那是一只七层的颅器——人头骨做的嘎巴拉碗层层相扣,底部宽大,上方渐小,形制宛若一座祭坛。
柴雨生紧闭着嘴,不敢喘气,惊恐地发现这七层骷髅碗里竟在缓慢地汩汩涌动着鲜血,仿佛有一股无形之力在将血液自下而上泵送似的。血已经漫到第四层了,腥气在空气里弥散。
祝祜忽然回首,凝视林采闲和谢听雪,目光幽深,低沉道:“恶佛的身份的确有机缘可以摆脱,看你们的选择了。”
柴雨生听了这话,惊讶得睁大双眼,那两个小姑娘更是浑身一震。
“……如何能做到?”
谢听雪终于开口,她嗓音微哑,一向冷冰冰的老成语调里隐藏了一丝不易察觉的颤抖。
林采闲却死死咬着唇瓣,面色如纸,一语不发。
祝祜只淡淡扫了她们一眼,随即拉着柴雨生跨入门槛。
甫一入殿,殿内四角就腾地燃起白烛。
烛光在不散的雾气里像是鬼火,摇曳得令人眼花。
祝祜径直略过那副人皮唐卡,走向殿内深处。
层层叠叠的黑色幔子下,矗立着七座由舍利子垒砌而成的白塔,形如玛尼堆,在烛火下泛着阴森的光。
柴雨生只觉得浑身冰凉,寒意从脚底窜到脑后。
祝祜道:“慈藏寺以生魂之力供养恶佛,每一个被榨取而亡的僧人,皆化为舍利,被封存于偏殿。然怨气不解,聚而不散,才形成这座山的无尽浓雾。”

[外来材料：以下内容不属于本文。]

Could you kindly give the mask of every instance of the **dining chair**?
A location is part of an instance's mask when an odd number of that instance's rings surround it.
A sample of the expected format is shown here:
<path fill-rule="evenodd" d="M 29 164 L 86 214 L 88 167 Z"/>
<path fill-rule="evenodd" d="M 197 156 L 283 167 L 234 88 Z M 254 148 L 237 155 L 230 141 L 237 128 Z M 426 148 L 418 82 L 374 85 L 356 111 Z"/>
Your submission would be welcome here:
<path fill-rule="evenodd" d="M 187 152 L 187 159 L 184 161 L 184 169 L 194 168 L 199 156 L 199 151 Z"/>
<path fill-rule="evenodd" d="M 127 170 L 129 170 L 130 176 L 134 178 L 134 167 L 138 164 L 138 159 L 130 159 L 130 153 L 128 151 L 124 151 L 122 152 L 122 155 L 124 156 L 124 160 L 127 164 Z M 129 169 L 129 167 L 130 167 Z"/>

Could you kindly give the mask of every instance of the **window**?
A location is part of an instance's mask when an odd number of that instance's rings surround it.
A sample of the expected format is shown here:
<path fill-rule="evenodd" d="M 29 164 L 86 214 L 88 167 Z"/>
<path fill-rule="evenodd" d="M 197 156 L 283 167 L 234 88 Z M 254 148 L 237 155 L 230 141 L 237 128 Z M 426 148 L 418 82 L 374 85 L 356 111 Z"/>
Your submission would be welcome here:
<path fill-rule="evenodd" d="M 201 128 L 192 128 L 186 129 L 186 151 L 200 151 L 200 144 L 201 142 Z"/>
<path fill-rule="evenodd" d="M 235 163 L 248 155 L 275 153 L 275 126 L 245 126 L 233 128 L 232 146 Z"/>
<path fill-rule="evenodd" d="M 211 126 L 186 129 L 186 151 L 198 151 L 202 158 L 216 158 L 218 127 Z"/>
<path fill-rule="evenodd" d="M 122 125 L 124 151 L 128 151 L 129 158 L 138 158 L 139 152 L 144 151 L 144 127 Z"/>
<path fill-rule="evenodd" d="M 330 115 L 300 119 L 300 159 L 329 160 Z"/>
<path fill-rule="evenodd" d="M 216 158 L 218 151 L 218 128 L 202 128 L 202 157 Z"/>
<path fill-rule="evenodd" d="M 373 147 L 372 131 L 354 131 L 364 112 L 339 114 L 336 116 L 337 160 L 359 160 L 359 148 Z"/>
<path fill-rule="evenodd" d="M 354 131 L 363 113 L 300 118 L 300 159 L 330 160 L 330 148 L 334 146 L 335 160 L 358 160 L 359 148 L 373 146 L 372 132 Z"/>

他缓缓转身,目光落在林采闲和谢听雪身上,语气不疾不徐,似在教化:
“若真不想做恶佛,就不要再怀杀心。”
祝祜手中金光一闪,一只沉甸甸的金刚杵就凭空出现,光芒逼人。法器的威压之下,就连殿内的迷雾都退散了。
他看向谢听雪和林采闲,继续道:
“恶佛上前,持此杵,绕舍利子塔七圈,诵《金刚般若波罗蜜经》。”
柴雨生见祝祜真有法子,心口紧绷的弦瞬间松了好多,他眼中亮起了希望的火光,迫不及待地看向谢听雪,就差冲她招招手让她过来了。